Of the 1,000 articles screened, the team extracted data from 27. Most of these 27 studies were set in low- or middle-income countries, with 44% of the studies focused on rice and limited focus in sub-Saharan Africa. Only 19% of the studies discussed yield outcomes, and there was minimal discussion on product development barriers. Through 10 KIIs, the team identified barriers, facilitators, and opportunities on NSNF microbes covering basic science, pilot product development, real-world adoption, and scale up in both the Global North and Global South.
The START team found there is untapped potential of underutilized non-symbiotic nitrogen-fixing microbes, especially in native ecosystems. These diverse microbes could promote plant growth and nutrient cycling, offering promising bio-based solutions.
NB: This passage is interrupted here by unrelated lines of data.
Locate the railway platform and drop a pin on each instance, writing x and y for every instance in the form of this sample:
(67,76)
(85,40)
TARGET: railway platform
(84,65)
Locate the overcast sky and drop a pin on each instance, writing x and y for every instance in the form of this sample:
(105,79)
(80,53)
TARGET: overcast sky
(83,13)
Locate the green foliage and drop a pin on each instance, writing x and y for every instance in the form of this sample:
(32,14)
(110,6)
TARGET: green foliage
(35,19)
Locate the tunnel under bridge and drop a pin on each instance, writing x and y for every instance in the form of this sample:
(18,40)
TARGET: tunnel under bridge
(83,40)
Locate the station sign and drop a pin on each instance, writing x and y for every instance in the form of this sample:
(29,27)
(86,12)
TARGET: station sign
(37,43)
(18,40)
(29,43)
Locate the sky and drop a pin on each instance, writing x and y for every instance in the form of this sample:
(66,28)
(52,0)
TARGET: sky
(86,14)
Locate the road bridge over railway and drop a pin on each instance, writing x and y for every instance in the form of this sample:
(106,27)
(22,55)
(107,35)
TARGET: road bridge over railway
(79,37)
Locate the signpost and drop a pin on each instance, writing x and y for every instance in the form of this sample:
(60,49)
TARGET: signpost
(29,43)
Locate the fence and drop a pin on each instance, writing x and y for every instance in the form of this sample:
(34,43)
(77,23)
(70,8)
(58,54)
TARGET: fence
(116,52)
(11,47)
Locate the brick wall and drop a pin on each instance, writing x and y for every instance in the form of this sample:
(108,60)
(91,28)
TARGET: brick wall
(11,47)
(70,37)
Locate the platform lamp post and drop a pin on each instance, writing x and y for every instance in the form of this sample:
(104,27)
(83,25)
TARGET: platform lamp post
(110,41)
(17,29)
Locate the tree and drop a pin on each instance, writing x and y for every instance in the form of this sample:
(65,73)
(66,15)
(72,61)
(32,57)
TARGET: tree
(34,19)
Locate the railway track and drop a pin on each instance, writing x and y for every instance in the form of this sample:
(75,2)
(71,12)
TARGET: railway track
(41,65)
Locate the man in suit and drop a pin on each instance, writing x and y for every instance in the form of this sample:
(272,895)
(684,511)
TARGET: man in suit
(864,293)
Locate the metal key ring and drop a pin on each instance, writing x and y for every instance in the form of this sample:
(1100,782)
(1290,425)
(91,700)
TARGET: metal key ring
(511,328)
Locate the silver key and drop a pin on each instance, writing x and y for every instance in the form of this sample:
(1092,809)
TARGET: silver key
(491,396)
Using indigenous microbial strains that are already adapted to local environments is key. Microbes from local soils are better suited for developing biofertilizers for these contexts.
A major challenge to this progress is the translation of research findings into commercial products. Quality control and regulatory support are needed to ensure biofertilizers perform effectively across different field conditions. Inconsistent field performance and low farmer awareness remain significant obstacles, even with promising NSNF products. Pilot studies and field trials are necessary to validate the real-world benefits and scalability of NSNF microbes across diverse agricultural settings.
In summary, the use of NSNF biofertilizers can be advanced by a focus on native microbial strains, rigorous field trials, establishment of regulatory support, and capacity building. These steps could improve crop yields for small-holder farmers and contribute to sustainable agricultural development.